El-Nagashi zu ZARA-Rassismusreport: Politik muss bei Bekämpfung von Rassismus Vorbild und Verbündete sein

Überwindung von Rassismus braucht gesamtgesellschaftlichen Schulterschluss

Wien (OTS) - "Die Überwindung von Rassismus braucht einen gesamtgesellschaftlichen Schulterschluss, bei dem die Politik beispielhaft vorangehen kann und muss", streicht die Integrationssprecherin der Grünen, Faika El-Nagashi, die Verantwortung der Politik bei der Bekämpfung von Rassismus hervor. "Wir müssen Rassismus und rassistische Strukturen zuallererst als solche erkennen und benennen und an ihrer Veränderung arbeiten.
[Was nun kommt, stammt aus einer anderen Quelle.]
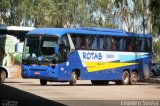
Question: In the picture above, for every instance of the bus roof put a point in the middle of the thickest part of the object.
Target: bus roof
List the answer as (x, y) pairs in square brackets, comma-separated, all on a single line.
[(16, 28), (84, 30)]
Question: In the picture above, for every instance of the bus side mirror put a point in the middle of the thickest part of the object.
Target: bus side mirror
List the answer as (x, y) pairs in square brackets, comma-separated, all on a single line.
[(19, 47), (56, 48), (62, 43)]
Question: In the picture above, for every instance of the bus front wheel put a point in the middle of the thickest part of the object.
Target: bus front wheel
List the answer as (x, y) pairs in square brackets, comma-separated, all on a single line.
[(73, 79), (43, 82), (125, 79), (133, 78), (3, 76)]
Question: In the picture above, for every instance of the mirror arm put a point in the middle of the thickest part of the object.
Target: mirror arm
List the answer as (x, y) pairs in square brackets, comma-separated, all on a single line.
[(71, 43)]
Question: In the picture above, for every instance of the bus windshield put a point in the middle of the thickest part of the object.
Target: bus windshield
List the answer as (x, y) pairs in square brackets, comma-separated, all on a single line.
[(40, 48)]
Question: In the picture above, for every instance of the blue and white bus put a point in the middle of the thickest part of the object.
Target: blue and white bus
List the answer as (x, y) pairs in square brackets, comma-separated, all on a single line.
[(97, 54)]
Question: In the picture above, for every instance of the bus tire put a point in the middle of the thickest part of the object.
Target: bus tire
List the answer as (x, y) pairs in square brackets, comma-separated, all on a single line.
[(3, 76), (125, 79), (133, 78), (73, 78), (43, 82), (99, 82)]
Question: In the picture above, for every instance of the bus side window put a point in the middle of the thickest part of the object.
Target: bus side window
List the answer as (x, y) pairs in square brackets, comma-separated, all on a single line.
[(114, 43), (94, 45), (89, 42), (107, 43), (129, 44), (74, 39), (149, 45), (81, 42), (121, 44)]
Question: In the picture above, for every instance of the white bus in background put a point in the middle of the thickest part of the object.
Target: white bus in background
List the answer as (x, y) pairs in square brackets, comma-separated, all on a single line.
[(11, 47)]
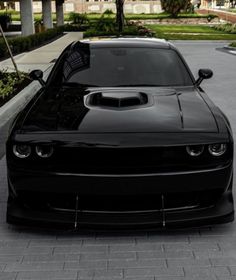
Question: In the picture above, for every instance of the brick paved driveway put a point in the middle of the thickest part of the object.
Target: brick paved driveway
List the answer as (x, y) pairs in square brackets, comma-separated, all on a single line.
[(206, 253)]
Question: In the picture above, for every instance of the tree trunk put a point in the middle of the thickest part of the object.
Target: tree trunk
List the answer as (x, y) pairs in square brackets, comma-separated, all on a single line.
[(120, 14)]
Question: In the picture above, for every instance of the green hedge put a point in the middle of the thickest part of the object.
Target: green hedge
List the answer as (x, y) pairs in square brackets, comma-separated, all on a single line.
[(10, 84), (228, 28), (233, 44), (22, 44)]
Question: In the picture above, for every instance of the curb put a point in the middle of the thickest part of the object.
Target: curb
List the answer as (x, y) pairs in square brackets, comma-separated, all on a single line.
[(9, 110), (230, 48)]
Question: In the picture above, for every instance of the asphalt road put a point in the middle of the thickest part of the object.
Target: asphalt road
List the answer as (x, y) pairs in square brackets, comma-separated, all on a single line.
[(200, 253)]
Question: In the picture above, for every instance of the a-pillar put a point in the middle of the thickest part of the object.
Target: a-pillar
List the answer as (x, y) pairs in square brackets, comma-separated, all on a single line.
[(27, 17), (59, 12), (47, 13)]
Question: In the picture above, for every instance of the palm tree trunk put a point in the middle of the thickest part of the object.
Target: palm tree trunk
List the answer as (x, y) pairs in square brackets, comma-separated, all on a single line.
[(120, 14)]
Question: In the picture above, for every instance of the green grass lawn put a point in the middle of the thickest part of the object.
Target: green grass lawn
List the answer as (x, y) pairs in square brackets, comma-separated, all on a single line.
[(189, 32)]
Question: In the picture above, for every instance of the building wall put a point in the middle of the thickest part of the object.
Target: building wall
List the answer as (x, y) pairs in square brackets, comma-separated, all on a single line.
[(99, 6)]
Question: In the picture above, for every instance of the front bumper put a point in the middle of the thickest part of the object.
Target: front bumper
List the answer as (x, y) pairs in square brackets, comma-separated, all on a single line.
[(210, 210), (220, 212)]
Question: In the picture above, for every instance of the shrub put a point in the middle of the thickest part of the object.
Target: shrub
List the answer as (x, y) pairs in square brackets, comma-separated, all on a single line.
[(175, 6), (108, 12), (21, 44), (10, 83), (5, 20), (78, 18)]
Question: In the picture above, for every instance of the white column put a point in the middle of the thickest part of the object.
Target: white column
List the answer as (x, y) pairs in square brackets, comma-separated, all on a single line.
[(59, 12), (27, 17), (47, 13)]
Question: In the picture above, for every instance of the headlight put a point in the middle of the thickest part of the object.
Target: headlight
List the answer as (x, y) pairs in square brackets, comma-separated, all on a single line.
[(195, 150), (21, 150), (44, 151), (217, 149)]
Mit dem Nationalen Aktionsplan gegen Rassismus und Diskriminierung haben wir uns im Regierungsprogramm genau das vorgenommen und selbstverständlich kann dies nur unter Einbindung der Zivilgesellschaft und von Rassismus Betroffenen geschehen", sagt El-Nagashi anlässlich der heutigen Präsentation des ZARA-Rassismusreports.

"Auch und besonders in Krisenzeiten müssen wir darauf achten, dass sich Ungleichheiten und Diskriminierungen nicht verstärken und dass einzelne Gesellschaftsgruppen nicht zu 'Schuldigen' gemacht werden. Dem gilt es entschieden entgegen zu treten", meint El-Nagashi. Als zentrale Handlungsfelder verweist die Abgeordnete unter Bezug auf den Rassismusbericht auf Änderungen im Bildungssystem, umfangreichen Diskriminierungsschutz, das Empowerment von Betroffenen und Maßnahmen im Bereich Hass im Netz.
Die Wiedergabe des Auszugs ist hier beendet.